Nous les attendons pour la grande œuvre de reconstruction
sociale. (Vifs applaudissements.) Grâce à eux, la France, hier
soldat de Dieu, aujourd’hui soldat de l’humanité, sera
toujours le soldat de l’idéal ! (Applaudissements
enthousiastes. –MM. Les députés se lèvent et acclament
longuement M. le président du conseil.)
M. le président. La voilà donc enfin, l’heure bénie
pour laquelle nous vivions depuis quarante-sept ans !

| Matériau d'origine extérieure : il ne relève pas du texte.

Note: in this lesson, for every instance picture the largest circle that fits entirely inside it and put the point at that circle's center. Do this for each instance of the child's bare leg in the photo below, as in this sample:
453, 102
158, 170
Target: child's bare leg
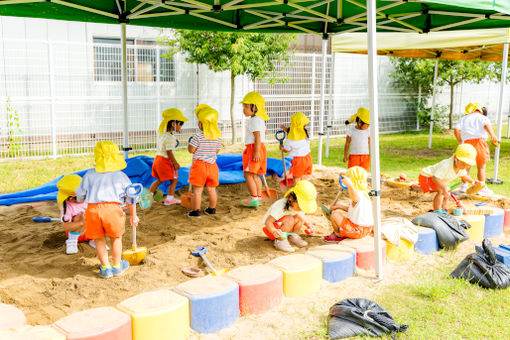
116, 249
102, 253
197, 197
213, 197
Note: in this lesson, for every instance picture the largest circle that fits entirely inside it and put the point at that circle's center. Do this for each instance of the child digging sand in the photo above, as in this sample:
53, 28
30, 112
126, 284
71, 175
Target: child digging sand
204, 146
165, 165
298, 146
359, 221
435, 178
287, 216
254, 155
105, 190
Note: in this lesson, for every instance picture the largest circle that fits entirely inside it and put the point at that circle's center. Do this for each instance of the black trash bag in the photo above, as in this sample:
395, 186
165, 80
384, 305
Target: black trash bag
450, 231
483, 269
353, 317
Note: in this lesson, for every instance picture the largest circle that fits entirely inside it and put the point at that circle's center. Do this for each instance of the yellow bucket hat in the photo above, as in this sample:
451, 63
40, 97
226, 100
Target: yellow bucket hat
259, 101
67, 187
358, 177
168, 115
108, 157
209, 119
466, 153
297, 125
306, 195
472, 107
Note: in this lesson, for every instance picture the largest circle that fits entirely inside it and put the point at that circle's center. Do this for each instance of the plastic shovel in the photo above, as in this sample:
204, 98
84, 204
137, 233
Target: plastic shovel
286, 182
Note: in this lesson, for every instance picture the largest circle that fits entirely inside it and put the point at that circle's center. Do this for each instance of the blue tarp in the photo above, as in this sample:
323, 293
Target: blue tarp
139, 171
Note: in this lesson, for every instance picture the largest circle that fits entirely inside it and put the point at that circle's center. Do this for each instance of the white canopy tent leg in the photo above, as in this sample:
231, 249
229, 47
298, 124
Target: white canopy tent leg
321, 103
504, 66
374, 134
124, 91
434, 90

–quarante-sept ans pendant lesquels n’a cessé de retentir en
nos âmes le cri de douleur et de révolte de Gambetta, de Jules
Grosjean, de Keller et des députés d’Alsace-Lorraine, celui de
Victor Hugo, d’Edgar Quinet et de Georges Clemenceau (vifs
applaudissements) quarante-sept ans, pendant lesquels
l’Alsace-Lorraine bâillonnée n’a cessé de crier vers la
France ! Un demi-siècle ! et demain, nous serons à Strasbourg
et à Metz ! Nulle parole humaine ne peut égaler ce bonheur !
(Applaudissements unanimes et prolongés.)
Provinces encore plus tendrement aimées parce que vous
fûtes plus misérables, chair de notre chair, grâce, force et
honneur de notre Patrie, un barbare ennemi voulait faire de
vous le signe de sa conquête, non vous êtes le gage sacré de
notre unité nationale et de notre unité morale, car toute
notre histoire resplendit en vous ! (Très bien ! très bien
!) Oui, c’est toute la France, la France de tous les temps,
notre ancienne France comme celle de la Révolution et de la
République triomphante, qui, respectueuse de vos traditions,
de vos coutumes, de vos libertés, de vos croyances, vous
rapporte toute sa gloire ! (Acclamations unanimes. –MM. Les
députés se lèvent.)
Et maintenant, Français, inclinons-nous pieusement devant
les artisans magnifiques du grand œuvre de justice, ceux de
1870 et ceux de 1914. Ceux de 1870 sauvèrent –non l’honneur,
certes : l’honneur était sauf, j’en atteste les mânes des
héros de Reichshoffen, de Gravelotte, de Sain-Privat, de
Beaumont, Beaumont où les fils de compagnons de La Fayette
viennent de venger Sedan (Vifs applaudissements répétés.)–mais
ils sauvèrent l’avenir. Leur résistance a préparé nos
victoires.
Et vous, combattants sublimes de la grande guerre, Français et
alliés, votre courage surhumain a fait de l’Alsace-Lorraine,
aux yeux de l’univers, la personnification même du droit (Applaudissements
prolongés –MM. Les députés se lèvent) ; le retour de nos
frères exilés n’est pas seulement la revanche nationale, c’est
l’apaisement de la conscience humaine (Vives acclamations)
et le présage d’un ordre plus haut. (Acclamations unanimes.
–Tous les députés se lèvent et applaudissement longuement.)
M. Albert Thomas. Je demande la parole.
M. le président. La parole est à M. Albert Thomas.
M. Albert Thomas. Nous demandons que les députés
d’Alsace-Lorraine qui sont présents dans cette salle aient les
honneurs de la séance. (vifs applaudissements. –MM. Les
députés se lèvent et acclament MM. l’abbé Wetterlé et Weil,
députés d’Alsace-Lorraine, qui se trouvent dans une tribune.)